I shut the door behind me and lean against the wall, my breath coming in short gasps. I’m laughing. I clap my hand over my mouth to cut off the sound. Don’t want to wake anyone. But then I see it, a rectangle of pale green spreading across the carpet, the telltale fluorescent glow leaking out from under an ill-fitting door. I was wrong; someone is up.
She’s in the kitchen, sitting at the table, surrounded by our dinner plates congealing with the last of the spaghetti Bolognese, staring at a big fat nothing on the wall.
“Mum?” I say.
But if she hears me she doesn’t show it. Ears and mouth muffled by the wine, I think.
I wonder if she’s been sitting there all night. Nothing’s moved since I left, it seems, just Finn, gone to bed. But then I see something else in the sea of dirty plates and glasses. A glint. Treasure.
I reach down and pick it up. It’s a silver chain, a locket. Not hers. Or mine. I open my mouth again to ask her where she found it, whose it is, but I feel a dizzy rush, realize I’m going to be sick, and instead I drop the locket, turn, and run.

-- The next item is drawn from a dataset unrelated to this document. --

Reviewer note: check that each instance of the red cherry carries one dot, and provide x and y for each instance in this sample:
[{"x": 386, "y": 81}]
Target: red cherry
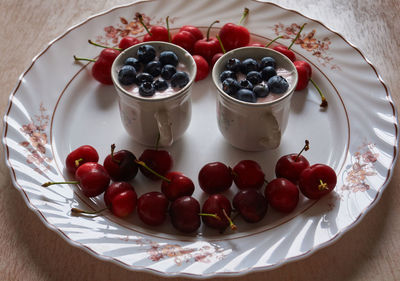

I hunch over the toilet bowl, but nothing comes up. Why should it? Only four vodkas, I think. Cass could do nine before she puked. My eyes and stomach ache from the heaving, though. So I flush and, ignoring my toothbrush, walk slowly back along the corridor to Mum’s old room, wrap myself in the covers, and sink into sleep, a rabbit in my hand, and Danny in my head.
AN EIGHT-YEAR-OLD Het eyes the silver thing in her mother’s fingers. The thin chain hanging like a single thread of cotton, and, clutched in her palm, the pendant, a cold, hard metal lozenge. Open and shut she flips it, open and shut. Each time ending with a satisfying click.